3. Instead of talking of the interpretation of a predicate as a set of things (the extension of the predicate), we can talk of the things (plural) that satisfy the predicate.

And so it goes (fine print: take 'plural' to cover, as necessary, the zero and singular cases).

It is convenient and familiar to trade in plural talk for set talk; but it isn't necessary. We can take the plurals seriously (indeed sometimes we have to -- e.g. we can't take the domain of quantification of set theory to be a set, for the familiar reason that there is no set of all sets). And if we like, we can theorise about our familiar first order logic in a formal metatheory with a plural logic, without invoking sets at all.
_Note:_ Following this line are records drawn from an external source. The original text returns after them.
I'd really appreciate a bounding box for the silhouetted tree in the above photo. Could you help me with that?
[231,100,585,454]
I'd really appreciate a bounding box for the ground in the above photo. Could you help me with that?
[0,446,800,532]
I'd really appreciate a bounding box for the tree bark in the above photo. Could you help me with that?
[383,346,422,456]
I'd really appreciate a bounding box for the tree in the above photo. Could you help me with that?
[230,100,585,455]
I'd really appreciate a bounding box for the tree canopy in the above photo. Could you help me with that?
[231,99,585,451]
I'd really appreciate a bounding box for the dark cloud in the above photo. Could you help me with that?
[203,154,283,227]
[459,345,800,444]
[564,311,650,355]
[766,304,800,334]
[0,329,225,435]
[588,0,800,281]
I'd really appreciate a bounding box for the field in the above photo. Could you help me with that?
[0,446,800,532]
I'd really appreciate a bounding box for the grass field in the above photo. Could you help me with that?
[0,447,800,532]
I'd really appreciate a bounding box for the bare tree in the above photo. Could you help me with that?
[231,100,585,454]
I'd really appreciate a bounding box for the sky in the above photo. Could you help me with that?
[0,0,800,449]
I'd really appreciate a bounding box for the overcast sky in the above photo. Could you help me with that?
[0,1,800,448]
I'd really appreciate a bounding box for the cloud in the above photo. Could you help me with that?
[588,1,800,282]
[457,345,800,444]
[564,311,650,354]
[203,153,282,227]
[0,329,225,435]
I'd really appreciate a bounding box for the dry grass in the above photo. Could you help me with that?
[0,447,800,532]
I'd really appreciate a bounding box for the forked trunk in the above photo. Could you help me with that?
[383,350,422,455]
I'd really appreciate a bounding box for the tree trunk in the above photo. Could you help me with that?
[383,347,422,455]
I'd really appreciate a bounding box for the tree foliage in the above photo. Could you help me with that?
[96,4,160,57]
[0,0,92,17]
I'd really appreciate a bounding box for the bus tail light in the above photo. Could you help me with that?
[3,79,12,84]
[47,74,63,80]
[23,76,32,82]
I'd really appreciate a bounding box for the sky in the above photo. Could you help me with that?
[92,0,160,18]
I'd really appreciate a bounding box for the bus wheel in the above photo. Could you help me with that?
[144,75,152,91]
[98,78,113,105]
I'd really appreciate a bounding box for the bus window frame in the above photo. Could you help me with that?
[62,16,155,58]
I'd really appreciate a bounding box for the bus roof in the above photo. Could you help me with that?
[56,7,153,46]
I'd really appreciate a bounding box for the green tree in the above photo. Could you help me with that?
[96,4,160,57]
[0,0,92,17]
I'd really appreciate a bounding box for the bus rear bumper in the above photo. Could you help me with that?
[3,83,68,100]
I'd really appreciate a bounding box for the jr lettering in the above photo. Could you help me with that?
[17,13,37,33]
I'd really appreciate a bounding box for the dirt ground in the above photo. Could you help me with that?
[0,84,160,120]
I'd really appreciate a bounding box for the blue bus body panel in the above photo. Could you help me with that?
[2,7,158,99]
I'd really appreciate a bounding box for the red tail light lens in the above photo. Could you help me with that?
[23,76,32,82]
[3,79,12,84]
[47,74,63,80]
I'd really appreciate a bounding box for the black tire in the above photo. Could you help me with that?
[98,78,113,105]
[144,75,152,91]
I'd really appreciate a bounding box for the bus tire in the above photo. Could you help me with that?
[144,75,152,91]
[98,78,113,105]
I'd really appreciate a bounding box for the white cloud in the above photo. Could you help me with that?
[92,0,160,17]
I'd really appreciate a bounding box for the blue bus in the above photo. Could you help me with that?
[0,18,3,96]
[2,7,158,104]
• Or we can use some kind of type theory where the notion of typing is interpreted as a categorization, and so we need not actually have the 'completed' collection. By the way, in my linked post on building blocks I mentioned your PDF about ACA as a natural stopping point for predicative arithmetic. I wonder what you think about the natural higher-order extension; namely each object's defining formula can only quantify over objects of lower order, just like sets in ACA can only quantify over naturals. The extension of course has the full higher-order induction schema, so it is stronger than ACA. – user21820 Apr 5 '18 at 5:24
• @user21820 "We can use some kind of type theory ..." Do you have a nice reference where this is actually done? "What [do I] think about the natural higher-order extension of ACA?" Good question. To be honest, I haven't really thought more about ACA and related matters since that note that you link to -- I got distracted by other projects! – Peter Smith Apr 5 '18 at 17:33
• I don't have a nice reference, but there are three main approaches: (1) Use a type theory with typing judgements such as in Calculus of Constructions, where "$x:S$" is not a statement (so no truth value) but a judgement (so either derivable or not), and hence one cannot form a boolean expression that means "$x$ is of type $S$". (2) Use Kleene's 3-valued logic, so "$x \in S$" may be true/false/null (See this post). (3) Use intuitionistic logic, so that "$x \notin S$" is weaker. – user21820 Apr 6 '18 at 3:34
• All three approaches can be considered compatible with 'plurality', in the sense that while you can happily quantify over types, you do not always have boolean (true/false) membership in a type, and so membership is not captured by a boolean relation. As for my inquiry about predicative higher-order arithmetic, I am very interested to know how strong it is, because we can philosophically justify it as follows: If we restrict the induction schema to first-order then it is a conservative extension of PA. And the full higher-order induction schema can be justified by meta-induction in ACA. – user21820 Apr 6 '18 at 3:40
• And, if you prefer, we can continue discussion in the Logic chat-room. =) – user21820 Apr 6 '18 at 3:42

If you're at all interested in semantics — that is, interpreting logical statements as referring to mathematical objects in some universe — then it is most natural to develop first-order logic within that same mathematical universe.

When doing so, things like "set", "natural number", "function", and so forth all mean the same thing they would mean if you were studying any other subject: they're provided to you by the context in which you're doing mathematics, not something you need to postulate and axiomatize from scratch.

Note, however, that sometimes a thing people do in first-order logic that could give rise to confusion is to consider a first-order theory of sets.

When you are doing this, you are in the unfamiliar situation of simultaneously contemplating two completely different notions of set:

• The usual notion, referring to the sets of the universe
• The objects of the theory you're studying

When doing this, it is very easy to mix the two notions up.